É triste, de diversas maneiras, assistir sem poder assistir a dor alheia jogada da tela para informar (?) e entreter (?). Infelizmente eu tinha esquecido a proporção das chuvas catarinenses. Não, bem esquecido, mas me desligado do efeito em longo prazo. Casas e famílias afogadas. Os sobreviventes mostrando claramente uma dor aguda na televisão. Qual a necessidade de contar a cicatriz aberta de novo e de novo. Foi bom e foi ruim, digo. Não precisava mostrar tanto a dramaticidade, de um drama tão triste.
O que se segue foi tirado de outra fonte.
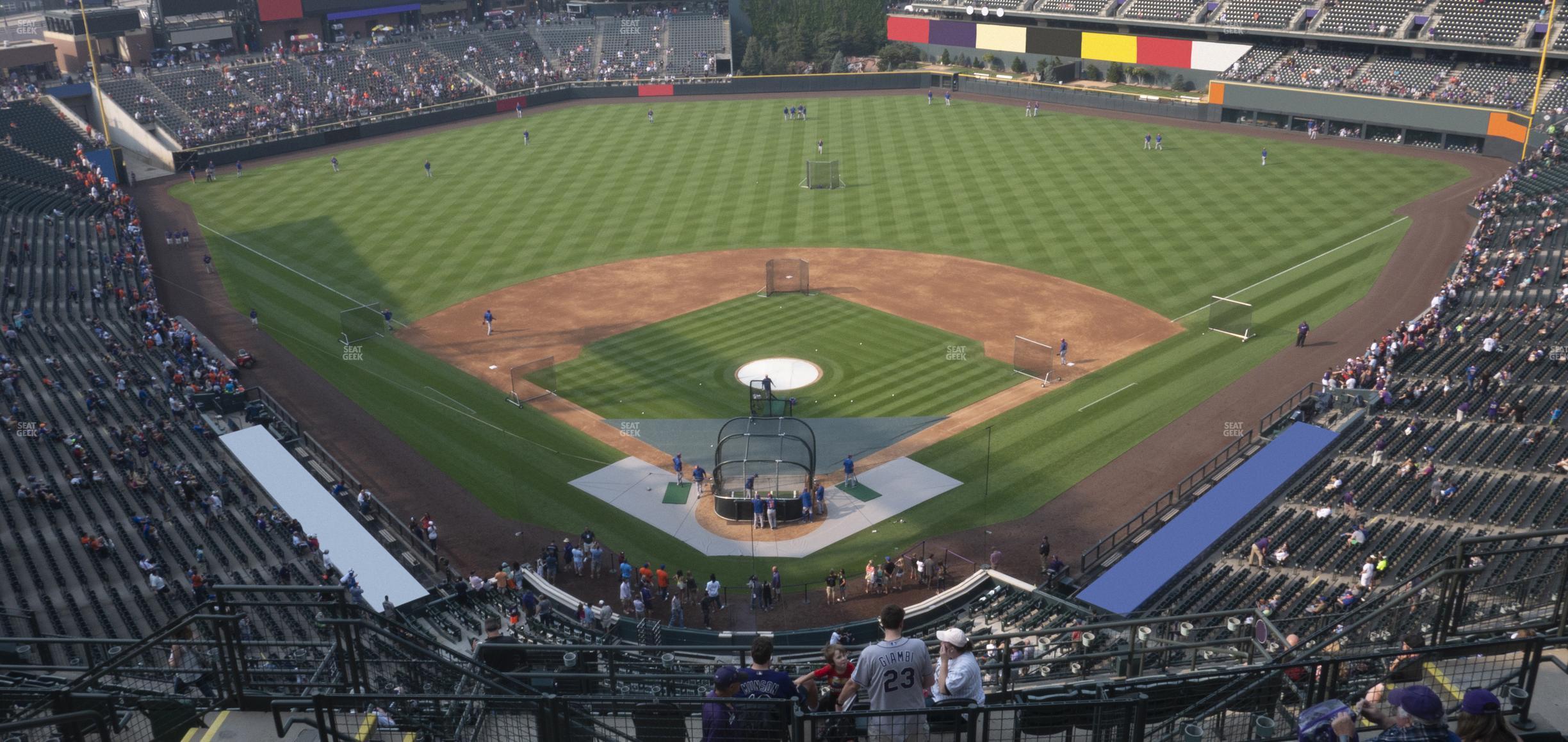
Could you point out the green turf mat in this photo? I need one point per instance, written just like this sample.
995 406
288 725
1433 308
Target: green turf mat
676 495
862 493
Os “sobreviventes” poderiam ser poupados de reviver os dias de chuva e os de desolação conseqüentes. Quantas dores custa uma informação? É dor, medo e violência nas cores iluminando da velha caixa, no escuro da sala a receber exclamações indignadas e de cautela das famílias diante da tela. Dias de chuva são preocupação para o país de uma maneira mais dolorosa, agora.
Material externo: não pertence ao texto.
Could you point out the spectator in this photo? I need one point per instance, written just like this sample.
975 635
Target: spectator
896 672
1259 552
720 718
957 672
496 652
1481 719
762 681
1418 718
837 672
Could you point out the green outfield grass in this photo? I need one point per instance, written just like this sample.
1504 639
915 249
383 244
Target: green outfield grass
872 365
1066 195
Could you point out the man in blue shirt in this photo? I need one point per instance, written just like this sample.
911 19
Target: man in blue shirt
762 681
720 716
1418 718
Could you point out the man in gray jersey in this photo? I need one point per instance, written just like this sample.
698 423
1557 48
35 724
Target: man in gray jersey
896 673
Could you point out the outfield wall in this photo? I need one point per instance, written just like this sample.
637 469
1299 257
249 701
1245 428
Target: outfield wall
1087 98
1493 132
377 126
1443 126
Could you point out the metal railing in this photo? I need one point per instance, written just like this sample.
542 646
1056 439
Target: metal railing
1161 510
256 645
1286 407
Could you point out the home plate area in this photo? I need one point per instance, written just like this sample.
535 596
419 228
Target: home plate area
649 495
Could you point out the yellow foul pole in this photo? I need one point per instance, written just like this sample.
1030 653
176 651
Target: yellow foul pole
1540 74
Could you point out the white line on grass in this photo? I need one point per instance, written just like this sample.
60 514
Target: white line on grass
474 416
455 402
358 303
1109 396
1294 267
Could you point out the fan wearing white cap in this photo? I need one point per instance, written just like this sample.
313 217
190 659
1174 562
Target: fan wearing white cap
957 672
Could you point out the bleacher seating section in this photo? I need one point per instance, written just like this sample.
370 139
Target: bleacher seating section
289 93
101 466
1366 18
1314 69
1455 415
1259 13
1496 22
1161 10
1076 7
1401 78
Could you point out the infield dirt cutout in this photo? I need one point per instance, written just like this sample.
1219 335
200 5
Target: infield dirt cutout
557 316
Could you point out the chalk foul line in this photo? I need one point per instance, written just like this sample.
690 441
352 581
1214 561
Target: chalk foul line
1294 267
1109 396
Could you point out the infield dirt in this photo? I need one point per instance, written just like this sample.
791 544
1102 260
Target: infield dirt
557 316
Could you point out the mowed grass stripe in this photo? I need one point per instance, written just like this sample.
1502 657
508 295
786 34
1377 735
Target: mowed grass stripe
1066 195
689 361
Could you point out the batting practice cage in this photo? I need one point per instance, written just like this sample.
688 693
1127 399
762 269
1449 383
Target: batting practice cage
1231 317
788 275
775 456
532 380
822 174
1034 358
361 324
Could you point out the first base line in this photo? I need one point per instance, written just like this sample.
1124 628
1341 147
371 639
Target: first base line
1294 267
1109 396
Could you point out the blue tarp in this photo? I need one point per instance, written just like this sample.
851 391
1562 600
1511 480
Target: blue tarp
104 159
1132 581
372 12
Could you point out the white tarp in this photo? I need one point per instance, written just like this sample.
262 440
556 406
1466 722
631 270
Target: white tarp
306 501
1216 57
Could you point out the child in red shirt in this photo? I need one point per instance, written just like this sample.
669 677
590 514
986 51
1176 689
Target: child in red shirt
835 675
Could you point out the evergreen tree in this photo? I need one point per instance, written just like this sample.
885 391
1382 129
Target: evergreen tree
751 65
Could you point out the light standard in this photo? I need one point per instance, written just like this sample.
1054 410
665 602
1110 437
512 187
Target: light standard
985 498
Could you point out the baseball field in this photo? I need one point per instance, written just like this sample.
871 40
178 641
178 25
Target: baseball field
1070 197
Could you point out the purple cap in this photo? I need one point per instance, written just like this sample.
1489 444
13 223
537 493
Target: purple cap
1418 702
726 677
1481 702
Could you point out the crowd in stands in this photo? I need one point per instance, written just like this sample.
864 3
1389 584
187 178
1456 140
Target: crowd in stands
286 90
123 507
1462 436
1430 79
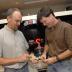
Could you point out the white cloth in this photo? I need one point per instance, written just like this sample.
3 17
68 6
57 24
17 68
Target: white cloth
12 44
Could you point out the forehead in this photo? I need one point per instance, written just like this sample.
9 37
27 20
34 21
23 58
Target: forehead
43 19
17 15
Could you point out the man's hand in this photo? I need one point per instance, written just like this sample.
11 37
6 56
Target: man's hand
23 57
33 58
51 60
43 57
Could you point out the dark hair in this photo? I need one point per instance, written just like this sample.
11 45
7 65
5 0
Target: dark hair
10 11
44 12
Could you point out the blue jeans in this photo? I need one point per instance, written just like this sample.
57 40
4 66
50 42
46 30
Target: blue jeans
23 69
61 66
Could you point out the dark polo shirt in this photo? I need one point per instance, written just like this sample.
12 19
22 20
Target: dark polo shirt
59 38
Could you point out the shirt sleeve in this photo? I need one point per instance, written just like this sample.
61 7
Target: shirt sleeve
68 37
46 38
Terminei de ler um livro onde guardião de memórias (título do livro de Kim Edwards) ficou sinônimo de segredo imenso e devastador. Lugar onde uma floresta densa e impenetrável cresce no centro do coração e ninguém entra de fato. O livro prendedor conecta-se diretamente com as dores de Santa Catarina pela dor causada pelo silêncio e o vazio posterior. A dor de um pai, uma mãe, um filho, uma diversidade genética, decisões, desastres naturais onde a culpa envolve todos e aponta caminhos longos e tortuosos caminhados sozinho. Algumas pessoas vestem a dor com um número a menos, pensando ser apropriado o aperto. Deixam a vestimenta apropriada por pouco tempo ser inapropriada por tempo demais e as dores próprias do mundo não são tidas como aprendizado, mas como castigo supérfluo a ensinar apenas quem regeu o castigo. O que sei de dor, afinal?